Mutilación genital femenina con bata blanca: la medicalización de la ablación
Viernes, 6 febrero 2026El combate internacional contra la MGF hace emerger nuevamente un fenómeno alarmante: la medicalización de la ablación, una tendencia hoy en alza. Sólo siete de los 31 países más afectados van por el buen camino hacia la erradicación. Por el contrario, hasta 31 millones de padres decidieron que ya no mutilarían más a sus hijas, cifra acumulativa hasta 2025.

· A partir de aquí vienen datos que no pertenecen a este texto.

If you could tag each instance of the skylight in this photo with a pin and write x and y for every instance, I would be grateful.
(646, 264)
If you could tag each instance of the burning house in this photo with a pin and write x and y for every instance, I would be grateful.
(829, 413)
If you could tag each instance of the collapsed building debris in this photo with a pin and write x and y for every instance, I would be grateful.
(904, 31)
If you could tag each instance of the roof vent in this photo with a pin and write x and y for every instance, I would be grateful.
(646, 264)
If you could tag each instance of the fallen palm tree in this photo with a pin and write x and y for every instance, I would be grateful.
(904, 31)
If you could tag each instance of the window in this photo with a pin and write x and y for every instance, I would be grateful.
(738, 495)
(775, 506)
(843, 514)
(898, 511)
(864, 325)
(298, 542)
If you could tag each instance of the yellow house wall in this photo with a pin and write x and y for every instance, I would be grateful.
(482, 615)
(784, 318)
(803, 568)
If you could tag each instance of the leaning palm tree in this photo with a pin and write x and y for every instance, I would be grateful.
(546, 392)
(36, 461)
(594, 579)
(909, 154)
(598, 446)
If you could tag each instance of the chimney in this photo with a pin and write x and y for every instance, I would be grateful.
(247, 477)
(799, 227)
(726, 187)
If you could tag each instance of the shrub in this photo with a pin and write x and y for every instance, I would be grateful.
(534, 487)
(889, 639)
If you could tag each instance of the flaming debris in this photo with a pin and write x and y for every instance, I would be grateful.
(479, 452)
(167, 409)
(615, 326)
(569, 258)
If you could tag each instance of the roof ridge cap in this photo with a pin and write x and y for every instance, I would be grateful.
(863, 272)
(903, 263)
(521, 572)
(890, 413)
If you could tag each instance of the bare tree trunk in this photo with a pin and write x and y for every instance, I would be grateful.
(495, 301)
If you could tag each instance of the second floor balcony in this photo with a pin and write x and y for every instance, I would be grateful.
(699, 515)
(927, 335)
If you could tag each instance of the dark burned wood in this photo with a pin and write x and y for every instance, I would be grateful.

El porcentaje de niñas de entre 0 y 14 años que han sido sometidas a la Mutilación Genital Femenina (MGF) medicalizada o practicada por personal sanitario es sistemáticamente mayor que el de las mujeres de entre 15 y 49 años. Esto sugiere que un número cada vez mayor de padres confía a sus hijas a profesionales de la salud para que les practiquen la Mutilación Genital (MGF).
En 2025, datos globales y nacionales confirman un aumento alarmante de la medicalización de la mutilación genital femenina (MGF), con entre un 25 a un 66% de casos realizados por sanitarios según informes de OMS, UNICEF y estudios locales, violando derechos humanos de niñas a la integridad y salud. Una parte creciente de esta práctica ya no se realiza en la clandestinidad de un ritual tradicional, sino en entornos sanitarios, por personal médico.
Cuando la violencia se pone “bata blanca”
Se trata de la “medicalización” de la ablación. Porque la violencia se pone “bata blanca” cuando un médic@, o algún personal sanitario como enfermera o matrona reproduce esa práctica que mutila a niñas. Que la haga una “bata blanca” no la hace menos mutilación. No la hace más segura. No la hace legal. Y, sobre todo, no la hace ética.
Hoy sabemos que aproximadamente 1 de cada 4 mujeres y niñas que viven con mutilación genital femenina fue ‘cortada’ por un profesional de la salud. La OMS estimó en abril 2025 que afecta a unos 52 millones de niñas/jóvenes en todo el mundo. UNICEF va incluso más allá cuando analiza los casos de que dispone: 66% de niñas recientemente mutiladas lo fueron por trabajadores de salud, o 2 de cada 3 niñas mutiladas en los últimos años lo fueron a manos de personal sanitario. Hay evidencia de esta terrible nueva tendencia en 94 países. Esto legitima violaciones sistemáticas de derechos infantiles (Convención Derechos Niño, art. 19/24/37).
Las niñas de hoy, más “medicalizadas” que sus madres
Uno de los datos que más impacta, y que menos se conoce fuera de los círculos especializados, es este: en muchos países, el porcentaje de niñas de entre 0 y 14 años sometidas a MGF medicalizada es mucho mayor que el de mujeres adultas. De lo que se deduce que cada vez mayor de padres confía a sus hijas a profesionales de la salud para que les practiquen la Mutilación Genital (MGF).
Dicho de otro modo: las generaciones más jóvenes no están necesariamente más protegidas. En algunos contextos, están más expuestas que nunca a una versión “modernizada” de la misma violencia.
Egipto es el país que más practica en la actualidad esta modalidad. Allí, alrededor del 80% de las niñas mutiladas lo son por médicos. Entre las mujeres adultas, la cifra es mucho menor. Guinea muestra un patrón similar: solo un pequeño porcentaje de mujeres adultas fueron cortadas por personal sanitario, frente a casi un tercio de las niñas. Otros países que practican esta “modalidad médica” ya sea por matronas o por otro personal sanitario serían Indonesia, Kenia, Sudán, Nigeria y Malasia
Cuando la medicina legitima lo que debería combatir
Está ocurriendo lo más terrible y paradójico: son sanitarios quienes perpetúan violencia género (CEDAW art. 5), causan daños irreversibles y dan una falsa ”seguridad”. Porque, la realidad es que No existe una forma “segura” de mutilar. La OMS lo repite con claridad: la medicalización no elimina las consecuencias físicas ni psicológicas de la MGF. De hecho, en algunos casos las agrava. Los cortes pueden ser más profundos, más invasivos. Las complicaciones incluyen hemorragias, infecciones, dolor crónico, problemas urinarios, infertilidad, complicaciones en el parto y un impacto psicológico que acompaña a muchas mujeres durante toda su vida.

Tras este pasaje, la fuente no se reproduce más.